Underrepresentation of African American women as research participants contributes to health disparities. Contemporary studies have focused on clinical trial (CT) participation; epidemiologic and ...genetic studies utilizing medical records and/or biological samples have received less attention. In partnership with The Links, Incorporated (The Links), a national service organization of professional African American women, this study sought to examine attitudes regarding chart review (CR) studies, genetic studies/biobanking (GEN), and CTs; develop; and evaluate an online education-to-action program.

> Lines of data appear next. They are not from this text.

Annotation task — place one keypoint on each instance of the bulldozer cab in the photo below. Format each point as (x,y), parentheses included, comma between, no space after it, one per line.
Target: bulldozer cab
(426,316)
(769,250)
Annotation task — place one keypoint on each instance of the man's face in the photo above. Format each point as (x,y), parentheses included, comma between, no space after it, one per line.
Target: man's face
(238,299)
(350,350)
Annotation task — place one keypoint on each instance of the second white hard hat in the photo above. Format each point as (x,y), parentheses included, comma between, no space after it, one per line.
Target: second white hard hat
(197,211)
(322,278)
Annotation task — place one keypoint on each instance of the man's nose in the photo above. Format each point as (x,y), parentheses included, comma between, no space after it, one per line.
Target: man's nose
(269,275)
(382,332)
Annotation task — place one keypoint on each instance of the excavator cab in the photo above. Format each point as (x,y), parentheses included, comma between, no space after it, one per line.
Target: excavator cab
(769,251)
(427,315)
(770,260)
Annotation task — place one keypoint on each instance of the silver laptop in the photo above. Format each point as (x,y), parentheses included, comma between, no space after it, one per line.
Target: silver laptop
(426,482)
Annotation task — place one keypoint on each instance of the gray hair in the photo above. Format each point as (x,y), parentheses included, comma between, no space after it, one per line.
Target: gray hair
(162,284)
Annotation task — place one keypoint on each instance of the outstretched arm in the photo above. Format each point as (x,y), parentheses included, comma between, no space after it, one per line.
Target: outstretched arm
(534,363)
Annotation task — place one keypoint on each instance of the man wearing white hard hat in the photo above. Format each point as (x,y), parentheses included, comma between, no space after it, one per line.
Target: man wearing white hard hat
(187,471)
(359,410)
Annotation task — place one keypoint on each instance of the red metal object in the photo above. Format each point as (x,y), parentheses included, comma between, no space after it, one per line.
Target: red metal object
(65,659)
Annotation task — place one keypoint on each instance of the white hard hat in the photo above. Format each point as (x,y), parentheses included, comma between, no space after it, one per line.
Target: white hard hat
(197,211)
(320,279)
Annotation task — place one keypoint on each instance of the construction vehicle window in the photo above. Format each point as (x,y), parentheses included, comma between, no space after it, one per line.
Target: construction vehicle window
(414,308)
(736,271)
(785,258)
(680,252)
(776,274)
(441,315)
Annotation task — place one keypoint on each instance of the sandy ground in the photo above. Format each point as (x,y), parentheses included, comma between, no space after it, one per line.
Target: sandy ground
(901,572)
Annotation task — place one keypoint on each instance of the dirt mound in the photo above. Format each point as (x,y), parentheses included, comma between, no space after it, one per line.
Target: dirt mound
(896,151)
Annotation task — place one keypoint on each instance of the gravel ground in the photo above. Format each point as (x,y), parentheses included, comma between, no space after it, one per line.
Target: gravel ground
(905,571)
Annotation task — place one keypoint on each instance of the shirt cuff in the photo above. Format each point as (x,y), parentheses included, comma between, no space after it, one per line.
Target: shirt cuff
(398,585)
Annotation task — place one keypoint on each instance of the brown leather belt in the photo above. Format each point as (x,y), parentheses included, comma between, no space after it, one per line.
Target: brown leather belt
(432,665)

In phase 1, focus groups were convened with members of The Links to inform the content and format of the program. Phases 2 and 3 involved designing and evaluating the program, respectively.
Thirty-four women across three focus groups shared attitudes and perceptions regarding research and provided guidance for program development. Subsequently, 244 women completed the program (77% response rate), including pre- and post-assessments. Participants indicating that they "definitely" or "probably" (responses combined) intend to participate in research increased from 36.5% to 69.3% (pre/post-program). Agreement with the statement "research in the U.S. is ethical" increased (52.9% to 74.4%) as did factual knowledge regarding each of the study types. There was a decrease in reporting "little or no understanding" of study types (Pre/Post: GEN: 66%/24.9%, CR: 62.9%/18.4%, CTs: 40.7%/15.5%). Pre-program, few were "very positive" about the study types (14.3% GEN, 15.0% CR, 28.6% CTs); post-program ratings increased and equalized (42.8% GEN, 43.0% CR, 42.5% CTs).
An online education-to-action program targeting professional African American women improved knowledge, perceptions of ethics, and intent to participate in biomedical research.